The present study derived plasma Max AF as a biomarker to reflect plasma test sensitivity. The majority of patients (81%) with a plasma Max AF <2.2% presented with tissue-specific mutations, suggesting that they may benefit from additional tissue biopsy due to a limited amount of ctDNA present in plasma samples. Abundant ctDNA is the key characteristic that determines high sensitivity in liquid biopsy examination (27,38). The concentration of ctDNA can be assessed through measurement of the cell free DNA concentration; however, this further increases the cost of molecular analysis (38). Using the cutoff value of Max AF, patients that are more likely to have false negative results in plasma tests can be easily identified. Therefore, a parameter indicating liquid biopsy sensitivity could contribute to improved clinical practice in the future.
The newly identified mutations in plasma samples not present in tumor samples are largely due to tumor heterogeneity (39,40). In an individual tumor, cells from different regions could have different genetic characteristics largely due to the presence of sub-clones (41). A single biopsy of tumor tissue cannot represent the comprehensive features of the tumor (42). As such, it is possible that more mutations are identified in plasma-derived ctDNA compared with alterations in tissue DNA. As it is difficult to obtain a complete analysis of the molecular features of a tumor through a single biopsy test, it can be recommended that a more comprehensive examination of tissue biopsy samples could potentially extend these findings in the future.
Acknowledgements
Not applicable.
Funding
This study was supported by the Science and Technology Program of Guangzhou, China (grant no. 201607010117).

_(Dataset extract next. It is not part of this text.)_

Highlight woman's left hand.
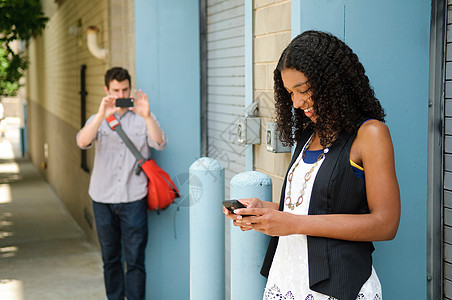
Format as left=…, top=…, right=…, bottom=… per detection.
left=233, top=208, right=300, bottom=236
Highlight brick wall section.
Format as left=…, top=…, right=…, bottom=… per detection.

Availability of data and materials
The data and materials are available upon reasonable request from the corresponding author.
Authors' contributions
YT, XL and GQ worked on the conception and design of the study. YT, XL, ZO, ZH, QZ, YW and MY collected the data. JY assisted with the statistical analysis. YT, XL, ZO, ZH, QZ, YW, MY, JY, HHZ and GQ analyzed and interpreted the data. YT, XL and HHZ wrote the manuscript in consultation with GQ. All the authors approved the manuscript and are accountable for the content of the manuscript.
Ethics approval and consent to participate
The present study was approved by the Ethical Committee at the General Hospital of Southern Theater Command of PLA (Guangzhou, China). All patients provided written informed consent for their participation in the study.
Patient consent for publication
Not applicable.
Competing interests
All the authors declare no conflict of interest.